The other 1 percent will whip out their thousand-dollar iPads and put together a two-minute film featuring gravity at work.  Those other kids wrote that watermelons and eggs fall to the ground at equal speeds, but here's a film SHOWING that phenomenon, created by the iPad Cody got for Christmas which is in a color that matches the Lexus mom got.  That 1 percent had a great time doing their homework because they had this expensive piece of technology that did practically all the work for them while they "demonstrated gravity" by playing on tire swing and dropping food off of bridges.  And while a pile of stapled hand-written essays on gravity sit on the teacher's desk, the teacher is in raptures over the awesome, professional-quality film about gravity that 1 percent of kids were able to produce while having fun. 

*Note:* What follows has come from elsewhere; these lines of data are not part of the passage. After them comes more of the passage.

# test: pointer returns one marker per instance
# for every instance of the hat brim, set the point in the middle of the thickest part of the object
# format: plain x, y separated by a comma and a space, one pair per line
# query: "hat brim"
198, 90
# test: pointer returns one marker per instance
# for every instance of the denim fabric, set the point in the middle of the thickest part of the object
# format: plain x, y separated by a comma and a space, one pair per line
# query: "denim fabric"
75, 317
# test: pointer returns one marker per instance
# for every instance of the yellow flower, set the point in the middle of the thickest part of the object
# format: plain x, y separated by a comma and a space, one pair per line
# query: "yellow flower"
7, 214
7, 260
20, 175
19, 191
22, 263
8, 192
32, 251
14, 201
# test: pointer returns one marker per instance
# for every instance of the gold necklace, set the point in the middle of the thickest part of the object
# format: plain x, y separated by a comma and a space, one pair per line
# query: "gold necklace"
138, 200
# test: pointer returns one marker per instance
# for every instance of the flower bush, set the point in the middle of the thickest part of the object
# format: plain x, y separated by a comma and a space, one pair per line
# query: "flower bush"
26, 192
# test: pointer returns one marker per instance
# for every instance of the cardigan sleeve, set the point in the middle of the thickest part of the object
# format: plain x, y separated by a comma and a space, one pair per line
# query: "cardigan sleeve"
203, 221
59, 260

I teach Advanced Placement US History.  The cumulative test is scheduled for next month.  It will be taken by some 350,000 High School students, some of whom have access to Apps, review videos and practice tests created by The College Board to help kids with access to tech maximize their performance on the exam.  Most of the students who take the exam will rely on their notes, textbooks, and maybe a prep book or two because they do NOT have the ability to access this tech.  Watching this commercial from Apple, it's more than a little depressing to see that the gulf between the haves and have nots is not being created when kids get to High School but much earlier- like, the moment the children first enter the public school system.  I wonder how much attention and praise those homely hand-written reports sitting on his desk will get compared to the flashy video created by a piece of expensive tech and a group of kids who learned how to use it before they learned how to count because their parents could afford to purchase it.  

Oh, and one word to the obnoxious narrator attempting to bleat a poem during this awful celebration of privilege:  As you describe homework, it still "stinks" for 99 percent of kids.  The message of your little poem is actually "homework does NOT stink if you're rich.  Since 99 percent of kids are not rich, it still stinks for 99 percent of kids.  But this commercial is not aimed at those kids." 

Friday, April 9, 2021

PapaJohns: the official pizza of intolerance for everything but The Dumb

 


"Wait up wait up wait up!  PapaJohns has stuffed pizza now, only thirty years after it became a thing pretty much everywhere else!  Wow, ain't that something!  All our texts and tweets and Facebook posts and phone calls we spent years producing because if we stopped and thought for one minute about what we think is important we'd kill ourselves finally paid off!  FINALLY, PapaJohn's Only Slightly More Tasty Than The Box It Comes In Carbs and Sugar 'pizza' comes with stuffed crust to make it even more toxic!  Wooooheee next time we have a family reunion we're skipping Golden Corral and just having PapaJohns deliver!"

I hate this country so very, very much.